Sobre la incesante resistencia de la identidad o la certeza de que no somos nunca suficiente.
No es la idea platónica original, desde luego, pero es una curiosa variante: los que saben que tienen un otro yo. O están también los que anhelan perennemente tenerlo y, por ende, saben que tienen un doble en alguna parte. Que no son solos. Cuando hablo del verbo saber es en el sentido original, porque la certeza es un patrimonio individual y nunca colectivo. Los que estamos alrededor podríamos presentir que no existe un doppelgänger de X persona, pero X sí lo sabe. Por ende, sabe más que nosotros. Aunque no exista tal, ¿o sí?
Bueno, pues hay muchas personas que quieren o no quieren pero tienen indicios o certezas de que existe su doble.
Y no me refiero a que haya alguien que crea que tiene un «alma gemela» por ahí perdida; no, no es esa cursilería. Es la certeza de que se tiene un doble. Y también debe ser cursi, no lo sé. Sólo sé que nacemos individuos y solos y que debe ser una cosa espantosa tener ese vacío cabalgando junto a ti: la desgarradora noción de que no eres un completo –único y solo– ente. Por favor, no me rebatan con ejemplos de gemelos o de trillizos. You know what I mean here.
Abundan páginas en Internet de personas reportando sus doppelgänger en plan esotérico. Abundan. Pero esos aquí no nos interesan.
Abundan también en la ficción los personajes dobles, desde Dostoievski hasta Cortázar, pasando por Borges y Maupassant. Si me lo preguntan, mi doble literario favorito es el de El vizconde demediado, pero esa me parece una idea más refinada, porque en realidad no es un doble, sino una mitad perdida que va por su lado, a sabiendas de que no es un completo yo, sino el pálido fragmento de sí.
Aquí me quiero detener en varias particularidades de quienes saben o asumen un doble: aquellos que tienen el síndrome de Capgras y los que sufren del síndrome de los dobles subjetivos, sin dejar de lado el fenómeno curioso de aquellos que reportan jamás haber visto a su doble, pero muchos en su entorno –conocidos, amigos– sí.
El síndrome de Capgras consiste en la certeza de que una persona de extraordinario parecido, casi idéntico, ha suplantado a otra. Hay variadas y buenas ficciones al respecto; no quisiera detallar la peli que protagoniza Angelina Jolie en El intercambio, sino mencionar otra menos conocida que, sin tener el síndrome en el eje central de la trama, le da una interesante vuelta de tuerca: en la rara pero disfrutable Synechdoque, New York, Charlie Kaufman le da vuelo a la hilacha hasta lograr que el protagonista Caden (Philip Seymour Hoffman ensanchado) termine siendo testigo de un actor que lo suplanta en su obra de teatro que, a poco de ser una parte de Nueva York, termina engullendo la realidad, suplantándola, absorbiéndola, y cobrando una vida propia. Ser testigo de que otro, poco a poco, se convierte en ti.
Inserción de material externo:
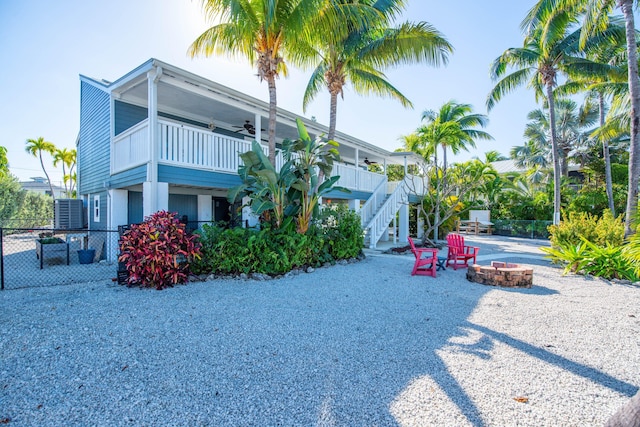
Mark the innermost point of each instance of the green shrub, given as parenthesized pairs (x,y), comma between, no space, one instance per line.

Ahora bien, en eso que se llama «vida real» se puede presentar el síndrome de Capgras en hasta un tercio de las personas que sufren de Alzheimer. Debe ser terrible despertar un día, voltear al otro lado de la cama y convencerte de que quien respira sobre la almohada, quien se mece entre las sábanas todavía tibias, no es tu marido; es un ser idéntico a él, pero otro.
Terror.
En el caso del síndrome de los dobles subjetivos, la persona está segura de que hay alguien idéntico a él o ella, pero con un comportamiento disímil. O también puede suceder que la persona conciba que se está convirtiendo en otra por la que puede ser reemplazada. El vértigo de la falta de reconocimiento. Te ves en el espejo y no eres tú. O, sin espejo, te ves a ti en otro, que no eres tú.
Terror doble.
Y por último, habrá que llegar al nivel anecdótico: está el caso muy reportado de aquellos a quienes constantemente les dicen que tienen un doble; que han visto a alguien idéntico, pero en una circunstancia que los hace suponer que no son la misma persona. Ojo: no es el clásico chanfle de confundir gemelos. Aquí se trata de un sosias que sí existe. Que no es, como en los dos casos previos, alguien cuyo trastorno lo nubla. Aquí los que ven al doble son otros muy sanitos de la mente. Dicen que anda deambulando por la ciudad, sin control tuyo, alguien que eres tú.
La identidad es, pues, pertenencia cerebral. Discrecional decisión neuronal. ¿Existirá de verdad un sosias? Freud sabía que no, pero le daba miedo contactar al dramaturgo –también austriaco– Arthur Schnitzler. Le espantaba descubrir coincidencias estrepitosamente evidentes con una persona que no era él. ¿Y qué pasa si en una de esas, de tanto buscar, sí te encuentras con otro que no es otro, que eres tú?
La identidad es endeble. Es a veces un doble.